In Brief: Building a new hospital is as exciting as it is daunting. Here are 10 important questions leaders should address long before opening their doors.
New construction holds the promise of increased efficiency, improved patient care, better integrated services, and more effective use of technology. Realizing that promise, however, demands an intense, time-sensitive planning and implementation effort. Not to mention the inherent risks—of delay, error, and even of unintentionally creating inefficiency.
Here are 10 questions community hospitals should ask—and answer—to assess their readiness to activate a new building.
1. Is there a big-picture project plan that encompasses all key details?
To be maximally effective, the detailed and often siloed elements of your new hospital project must be individually managed by departmental staff but centrally tracked and integrated to ensure alignment across the various schedules. Such elements include key construction milestones, IT decisions and implementation, education and training, recruitment, supply and equipment placement, cleaning, move planning, and others.
2. Are the new facility’s operations established and properly documented?
Your organization should build consensus around intra- and interdepartmental work flows—before opening the new building. Documenting these future operations will support safe patient care, bolster staff confidence, mitigate organizational risk, and identify areas of significant change for training and change management.
3. How much change can your organization tolerate? A new building is much more than simply a new working environment.

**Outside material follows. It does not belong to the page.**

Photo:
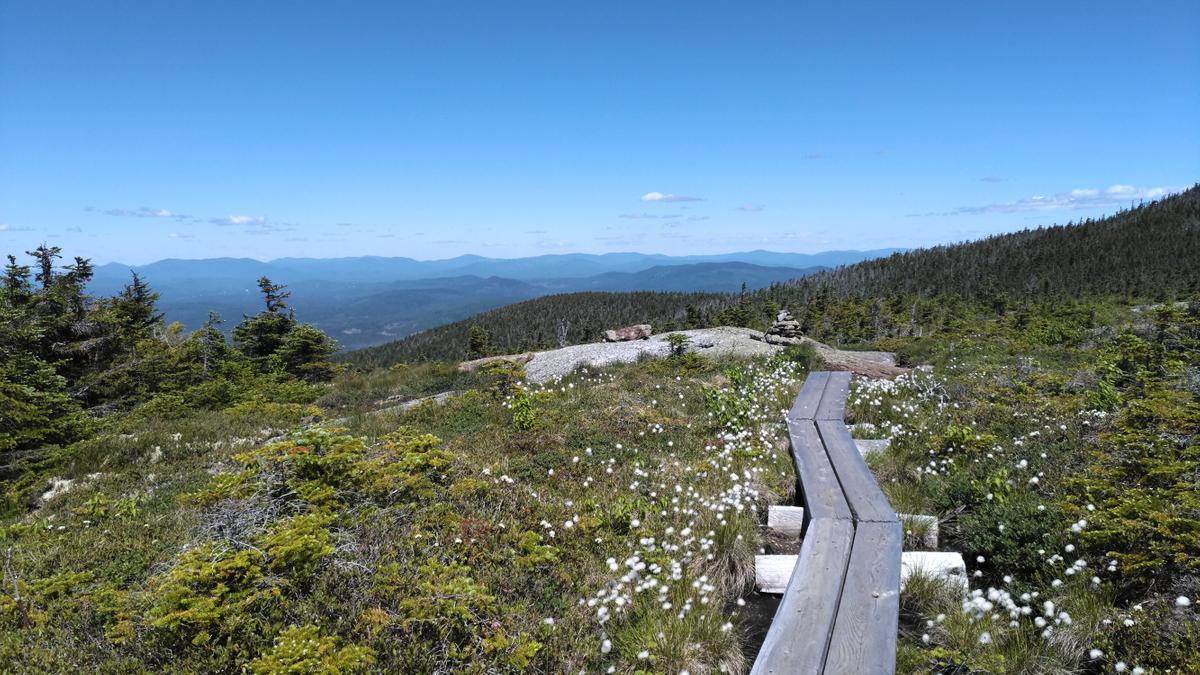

A new facility can act as a catalyst that transforms operations, IT systems, and processes, sparking innovation and enhancing culture. It is tempting to take all of this on at once, but remember that your organization’s appetite for change must be matched by your bandwidth to manage it.
4. What can your organization learn from its peers?
New healthcare facilities of every scope and size open regularly around the country, and your organization can learn valuable lessons from both their successes and snafus. Your organization can also tap into external knowledge and expertise by attending conferences and studying evidence-based design and other best practices. However, there is no substitute for experience, so take advantage of those that have it.
5. How will your organization respond to requests for changes to the space?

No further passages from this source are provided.